Linux.com: 2.4: The Kernel of GoldNov 10, 2000, 16:11 (1 Talkback[s])
(Other stories by D. Clyde Williamson)
"...Linus has finally announced that 2.4 (barring any last minute complications) will be "blessed" before the end of this year. I'm still excited; I still feel like cheering. But there is something that bothers me. The first news report I saw on the 2.4 release made several comments that displayed the lack of education that still exists in the business world when it comes to our software development model. Sure, Linux is being accepted all over the place, from big oil companies to point-of-sale systems. I'm happy to see Gartner, Giga, Forrester and the other "industry analysts" predict good things for Linux. I'm very glad that people don't snicker when I suggest Linux for projects anymore. With all of that, it is easy to forget that we have a long road of teaching ahead of us..."
"The title of the very first article I saw stated that 2.4 was "going gold." This is a perfect example of incorrect thinking. Going gold usually refers to the fact that a software company has burned a "master CD" for a final product: a "gold CD." Usually, the gold CD is very different from previous "alpha" and "beta"' CD's. The gold CD is a final cut with many new fixes . . . and usually some new bugs."
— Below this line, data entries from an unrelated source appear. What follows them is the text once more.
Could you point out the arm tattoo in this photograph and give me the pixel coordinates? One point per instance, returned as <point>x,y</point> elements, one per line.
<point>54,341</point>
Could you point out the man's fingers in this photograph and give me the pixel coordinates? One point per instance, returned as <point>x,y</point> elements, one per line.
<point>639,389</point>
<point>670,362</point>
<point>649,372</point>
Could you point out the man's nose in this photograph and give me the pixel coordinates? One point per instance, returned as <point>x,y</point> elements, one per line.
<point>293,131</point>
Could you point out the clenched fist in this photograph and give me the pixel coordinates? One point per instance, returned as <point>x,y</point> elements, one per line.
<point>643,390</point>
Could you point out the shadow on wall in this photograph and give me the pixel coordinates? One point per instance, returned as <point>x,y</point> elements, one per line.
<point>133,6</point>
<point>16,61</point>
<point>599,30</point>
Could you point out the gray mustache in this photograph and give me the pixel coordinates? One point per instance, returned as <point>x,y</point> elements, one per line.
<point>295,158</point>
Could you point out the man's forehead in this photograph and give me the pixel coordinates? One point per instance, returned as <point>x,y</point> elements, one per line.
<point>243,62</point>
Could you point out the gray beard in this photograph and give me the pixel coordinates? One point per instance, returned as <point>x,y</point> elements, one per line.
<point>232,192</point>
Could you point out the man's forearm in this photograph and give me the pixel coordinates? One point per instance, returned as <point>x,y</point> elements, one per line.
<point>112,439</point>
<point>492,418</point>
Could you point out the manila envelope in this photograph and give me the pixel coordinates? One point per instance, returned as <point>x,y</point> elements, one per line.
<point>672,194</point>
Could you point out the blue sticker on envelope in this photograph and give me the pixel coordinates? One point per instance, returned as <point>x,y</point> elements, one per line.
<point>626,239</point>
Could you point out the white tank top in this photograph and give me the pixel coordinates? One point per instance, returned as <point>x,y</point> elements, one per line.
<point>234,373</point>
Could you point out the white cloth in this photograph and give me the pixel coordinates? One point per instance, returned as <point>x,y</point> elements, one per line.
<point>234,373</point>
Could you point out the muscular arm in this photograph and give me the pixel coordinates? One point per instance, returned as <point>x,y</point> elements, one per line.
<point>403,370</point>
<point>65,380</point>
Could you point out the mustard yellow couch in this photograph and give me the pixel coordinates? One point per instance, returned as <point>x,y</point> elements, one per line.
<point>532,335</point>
"One of the other problems with thinking about Linux as if it were a commercial program is the idea that it can be "late to market." Linux is a kernel that is built and designed by an amazing group of extremely talented people led by Linus Torvalds. They are not writing Linux to gain "market share." They are not writing Linux to "kill Microsoft." They are not making money off of the "final release." These kernel developers are building, coding and fixing the kernel so that it will be useful."